Since 2007, Congress has appropriated $200 million to address Agent Orange in Vietnam—to clean up the dioxin at the Danang Airport and to assist Vietnamese with disabilities.
The Danang Airport is now free of dioxin and the dioxin residues at Phu Cat, with the United Nations Development Programme (UNDP) assistance, have been placed in a secure landfill. Most important, the two governments now have a practical partnership. The extreme sensitivity of this subject is a thing of the past.
Much remains to be done. Phu Cat and Danang are estimated to hold only 15 percent of the soil requiring remediation. The remaining 85 percent—some 600,000 cubic yards—is at the Bien Hoa air base, 20 miles upstream of Ho Chi Minh City’s 8.5 million people.
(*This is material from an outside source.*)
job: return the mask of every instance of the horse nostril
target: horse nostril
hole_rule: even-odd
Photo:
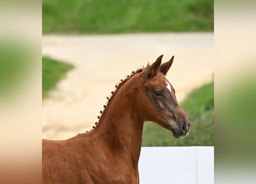
[[[182,126],[181,126],[181,131],[184,133],[188,131],[188,125],[186,122],[183,122]]]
USAID estimates that remediation there will cost at least $395 million and take a decade. And several hundred thousand young Vietnamese still await help in coping with disabilities linked to dioxin exposure of a parent or grandparent (or even a great-grandparent).
The tragic legacy of Agent Orange could end if the two countries’ leaders chose to do it. Constructive engagement would require Vietnam to say that cooperatively addressing this legacy is among its highest priorities in the bilateral relationship and spell out its goals. The United States would need to outline the size and scope of assistance it can provide.
At the same time, annual congressional appropriations must continue. President Trump should include it in his annual budget requests for USAID and the Department of Defense.
Clean-up assistance should focus on Bien Hoa. Disability assistance should focus on the most heavily sprayed areas and the most severely affected people, aiming for permanent improvements both in their lives and the capacities of local governments and NGOs to provide services.
The state department and USAID should also encourage other countries and companies doing business in Vietnam to support health and disability projects.
Such a diplomatic and financial initiative would be in the interests of both countries. It would respond to an acute humanitarian need, and it would strengthen relations between former enemies in a region of increasing strategic importance to the United States.
A war legacy that for decades was a source of resentment and recrimination can be a compelling example of how we build a better future.
Charles R. Bailey has a doctorate from Cornell University in natural resource economics. He was the Ford Foundation Representative in Vietnam from 1997 to 2007 and then led programs on Agent Orange at the Ford Foundation and the Aspen Institute. Bailey is the co-author of the book, From Enemies to Partners—Vietnam, the U.S. and Agent Orange.